We hear news that King Charles will be admitted to hospital next week for a routine surgical procedure on an enlarged prostate. And at the same time there is word that Catherine, Princess of Wales and future queen, has already undergone surgery for an abdominal problem. We wonder about the timing of these treatments. Can it be that both just happened to come to the top of the NHS waiting lists at the same time?
Unlikely. The Princess is recovering in the London Clinic. It is an exclusive private clinic with exceptionally good facilities and staff. No NHS waiting list to navigate there. It is one of the perks of unelected privilege. The King will have surgery in an as yet unidentified location just a week after the check-up which identified the problem. Meanwhile thousands of men with the same condition will continue to suffer weeks or probably months of discomfort and maybe pain waiting for the letter announcing an appointment drops through the letter box.
Do we object to the King and Princess receiving exceptional preferential treatment? Not at all. We wish them both well in their recovery. We are simply underlining the inequities deeply embedded in our social system.
The news of these British royals comes in the same week as the announcement of the abdication of Queen Margrethe II of Denmark after 52 years on the throne in favour of her son Crown Prince - now King – Frederik X. She cited the fact that after surgery on her back last year she concluded that she could no longer cope with the rigours of service which her office imposed.
Meanwhile this week leaders of the would-be elected variety have been jousting for power in the Iowa primaries, the first taste of hostilities in this American presidential year. And in a court room elsewhere, the former and campaigning president produced an unedifying spectacle trying to vindicate himself over miscellaneous charges with more to come.
It all makes you wonder about different ways of holding power and what sort of people are best holding power.
If you look elsewhere in the media there are endless stories of deathly struggles for power in all parts of the world. Alongside Putin’s aggression in Ukraine the most notable this week has been in Yemen and still, of course, in Gaza. As always, there are many examples in Africa, besides North Korea, China, Pakistan and Iran…the list is endless. And depressing.
These days, kings and queens owe their power and privilege to their blood line. Dictators owe it to the shed blood of their followers.
You cannot but ask why such faulty systems of distributing power hold sway.
Two quotations from Winston Churchill in the House of Commons are pertinent.

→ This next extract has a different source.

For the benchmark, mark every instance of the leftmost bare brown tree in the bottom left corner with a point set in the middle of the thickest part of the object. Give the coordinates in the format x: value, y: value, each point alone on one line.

In 1947: Many forms of Government have been tried, and will be tried in this world of sin and woe. No one pretends that democracy is perfect or all-wise. Indeed it has been said that democracy is the worst form of Government except for all those other forms that have been tried from time to time.…
Toward the end of WWII Churchill said: At the bottom of all the tributes paid to democracy is the little man,(sic) walking into the little booth, with a little pencil, making a little cross on a little bit of paper—no amount of rhetoric or voluminous discussion can possibly diminish the overwhelming importance of that point. (31 October 1944).
If we are honest, we must admit that royals and politicians for good or ill are not as different from ourselves as we might like to think. As we approach important elections in this country and in many other places, perhaps we should keep our common humanity in mind rather than resorting to the cheap shot about politicians being ‘all the same’. If we turn away our heads from power and politics, is it sometimes perhaps because we wish to avoid looking into the mirror?